Classroom training takes place at the retired historic Pensacola Amtrak Train Station. WEUAS provides FAA Part 107 dronestudy labs at this location. Flight training is conducted at the Escambia Model RC Park.
THERAPEUTIC BENEFITS TOO REAL TO BE OVERLOOKED
Over the many years that WEUAS has been training disabled Veterans to become commercial and recreational drone operators, they’ve discovered that this training provides an amazing therapeutic treatment. Operating drones can strengthen eye-hand coordination, spatial thinking, dexterity, muscle training and muscle memory, all while enhancing the ability to focus and concentrate, and thus increase attention span. Many of their students have mentioned how flying drones has become
something they not only enjoy becoming proficient at, it has also become a form of therapy for them.
As of now, the medical, vocational, and recreational therapy community seems unaware of the great potential value this has to our wounded and injured Veterans. It is a message WEUAS hopes to carry – that this training has the potential to increase the Veterans’ level of self-confidence, enhance their social skills, and even improve their employability!

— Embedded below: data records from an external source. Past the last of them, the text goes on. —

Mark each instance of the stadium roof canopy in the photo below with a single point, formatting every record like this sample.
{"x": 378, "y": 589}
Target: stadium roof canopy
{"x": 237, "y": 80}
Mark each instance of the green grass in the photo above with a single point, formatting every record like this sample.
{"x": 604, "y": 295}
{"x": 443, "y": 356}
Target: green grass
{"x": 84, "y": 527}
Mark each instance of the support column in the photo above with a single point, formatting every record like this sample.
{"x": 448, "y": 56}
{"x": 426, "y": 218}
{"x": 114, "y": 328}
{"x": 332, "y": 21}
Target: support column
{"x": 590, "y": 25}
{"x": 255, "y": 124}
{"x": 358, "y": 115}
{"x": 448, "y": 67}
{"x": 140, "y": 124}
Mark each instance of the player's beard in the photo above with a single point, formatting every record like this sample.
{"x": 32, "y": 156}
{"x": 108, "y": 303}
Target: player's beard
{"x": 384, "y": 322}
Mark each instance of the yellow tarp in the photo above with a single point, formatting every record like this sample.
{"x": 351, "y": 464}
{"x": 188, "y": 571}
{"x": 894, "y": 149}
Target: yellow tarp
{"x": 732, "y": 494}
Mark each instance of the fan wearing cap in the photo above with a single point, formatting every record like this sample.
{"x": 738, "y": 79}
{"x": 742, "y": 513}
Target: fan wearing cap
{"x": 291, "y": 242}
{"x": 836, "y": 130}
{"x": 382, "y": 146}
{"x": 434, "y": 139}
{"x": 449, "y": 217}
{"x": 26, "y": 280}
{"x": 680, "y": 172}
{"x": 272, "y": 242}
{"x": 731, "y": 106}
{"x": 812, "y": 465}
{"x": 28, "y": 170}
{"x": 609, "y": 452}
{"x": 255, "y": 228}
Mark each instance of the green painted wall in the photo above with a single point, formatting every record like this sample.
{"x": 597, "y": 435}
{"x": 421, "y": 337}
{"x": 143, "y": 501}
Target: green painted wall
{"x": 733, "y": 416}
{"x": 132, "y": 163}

While in the program, these Veterans mention how they look forward to coming out to the field and enjoy gaining more time with their flight-training exercises. In terms of powerful validation of what WEUAS is doing for them, this is it.
Injuries such as traumatic brain injuries (TBI), post-traumatic stress disorder (PTSD) and other neurological disorders and cognitive disabilities are complex issues. But how many professionals in the medical and psychological community have considered the satisfaction and therapeutic benefits of flying a drone along with FPV? Or the value of the joy felt while doing so? What could these experiences bring to their patients in treatment or evaluation?
Talk to pilots and they’ll tell you there is no other experience like flying a plane. They’ll all say some version of the same thing – that it’s “like soaring the wind-swept heights with easy grace up to where not even eagles fly.” Flying a drone equipped with FPV and a head-tracking camera transforms even a wheelchair into that same pilot seat! You’re in control, in command of your world … all the while reaping the benefits of an excellent course of therapy!